Pflegedienste im Südwesten müssen sich laut Integrationsministerin besser um Migranten kümmern.

Stuttgart - Die Pflegedienste im Südwesten müssen sich nach Ansicht von Integrationsministerin Bilkay Öney (SPD) gezielter um ältere Migranten kümmern. Die erste Generation von Zuwanderern komme in die Jahre, bleibe aber entgegen ursprünglicher Planung häufig in Deutschland und stelle die ambulante und stationäre Pflege vor neue Herausforderungen. „Es gibt Unterschiede, denen wir Rechnung tragen müssen“, sagte Öney am Freitag in Stuttgart.
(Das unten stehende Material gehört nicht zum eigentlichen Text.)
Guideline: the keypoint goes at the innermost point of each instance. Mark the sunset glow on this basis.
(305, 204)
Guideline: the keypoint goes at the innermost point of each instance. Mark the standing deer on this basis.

Öney: Nötig ist eine „kultursensible Pflege“

Derzeit sind von den 2,7 Millionen Menschen mit Migrationshintergrund im Südwesten elf Prozent älter als 65 Jahre. Der Paritätische Wohlfahrtsverband zählt 300.000 Senioren mit ausländischen Wurzeln zwischen Main und Bodensee. Nötig sei eine „kultursensible Pflege“, sagte Öney. Zum einen sei der körperliche Verschleiß wegen der harten Arbeit in der Industrie oft größer. Die Migranten seien zudem stärker von psychosomatischen Problemen betroffen als Deutsche gleichen Alters. „Es gibt Studien, die zeigen, dass das Gefühl der Fremde und Traumata während der Integration in Deutschland diese Menschen psychologisch enorm belasten.“ Auch hierauf müsse die Pflege eingehen, insbesondere mit Personal, das die Heimatsprache beherrsche. Denn die „Gastarbeiter“ hätten selten Integrationskurse besucht.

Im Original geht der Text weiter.